In some chapters the ideas seemed not fully formed and in my opinion are very close to speculation, specially the chapter where he tries to link Mr. Smolin's quantum gravity theories (alternative to the "superstring theory") with his idea of a fourth law of thermodynamics; not to mention a brief but completely unreadable appendix on consciousness (Spanish edition by Tusquets-Metatemas). I usually love when scientists get out of their area of knowledge and link concepts of other fields to their own expertise to form new hypothesis; but this time I think it went way too far.
Investigations starts with a lot of promise, similar to Capra's "Web of Life" with Kauffman demonstrating both his knowledge of the complexity of genetics and some good writing skills. In fact, I learned quite a bit reading the first 4 chapters although I suspect that readers expecting something similar to Gleick's "Chaos" will have their eyes glaze over when they hit the more detailed sections of genetic complexity.
However, as Kauffman continues I found the same old story as Capra fell victim to: no meat to the math. What do I mean? Well, if one looks at the equations for something like quantum theory there is much information they impart to give hints about "why". Complexity has produced equations but they don't seem to have any depth - they may describe some phenomenom but don't give any deeper knowledge about it.
In other words, I don't really get excited about another thermodynamic "law" since that is simply sweeping our ignorance under the proverbial carpet by taking an observation as an axiom. In fact the final chapters, in which Kaufmann tries to tie quantum theory (and string theory) to his thesis, really made me wonder if he just wanted to get this book out before Wolfram's opus.

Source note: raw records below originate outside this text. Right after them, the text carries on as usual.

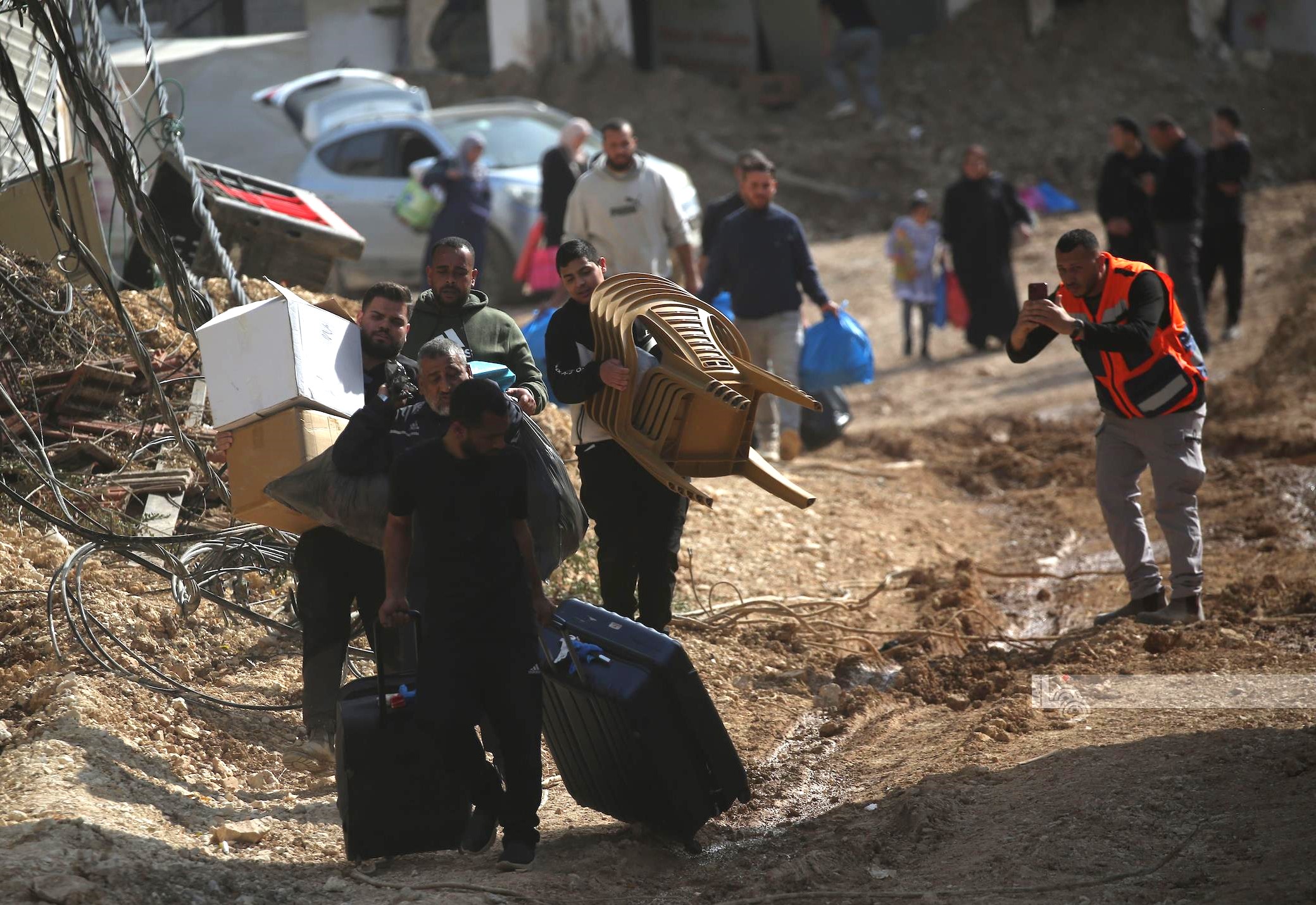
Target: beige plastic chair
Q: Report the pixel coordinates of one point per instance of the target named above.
(692, 413)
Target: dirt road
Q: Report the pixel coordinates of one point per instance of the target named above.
(937, 779)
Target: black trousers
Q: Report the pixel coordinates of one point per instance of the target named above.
(1222, 249)
(639, 524)
(498, 683)
(334, 573)
(925, 324)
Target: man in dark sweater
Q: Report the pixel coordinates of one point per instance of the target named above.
(334, 570)
(762, 258)
(461, 503)
(722, 208)
(452, 307)
(1122, 203)
(637, 521)
(1228, 168)
(1177, 209)
(1151, 384)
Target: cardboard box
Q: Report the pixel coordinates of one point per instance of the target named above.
(269, 449)
(277, 354)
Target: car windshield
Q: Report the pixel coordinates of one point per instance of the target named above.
(510, 140)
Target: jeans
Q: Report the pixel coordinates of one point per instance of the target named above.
(1181, 245)
(1222, 249)
(862, 47)
(1172, 446)
(335, 571)
(774, 344)
(639, 525)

I suspect Kauffman should have spent some time talking to Ilya Prigogine since any theory trying to explain why things go in one direction (entropy) yet also seem to get more complicated obviously needs to incorporate time. Given that time is an "illusion" (in the grand words of Hawking) if one looks at current physics theories then we still have some distance to go. Prigogine's work in attempting to incorporate time into quantum theory gives a first step forward and Kauffman's theory could build on that.
Not only is the subject matter towards the end of the book very sketchy but so is the language used. On one page alone there are 4 paragraphs in sequence with the same words! I understand repetetive structure can emphasize a point but come on, this is a bit too much to satisfy my grade 8 English teacher! Add in the very short "reference" section - Kauffman mentions names but no works appear in the section - and a rather thin index and I suspect he just wanted to get this book out quickly.
Borrow it from the library (I doubt there will be a softcover) if you must but I wouldn't bother spending the cash.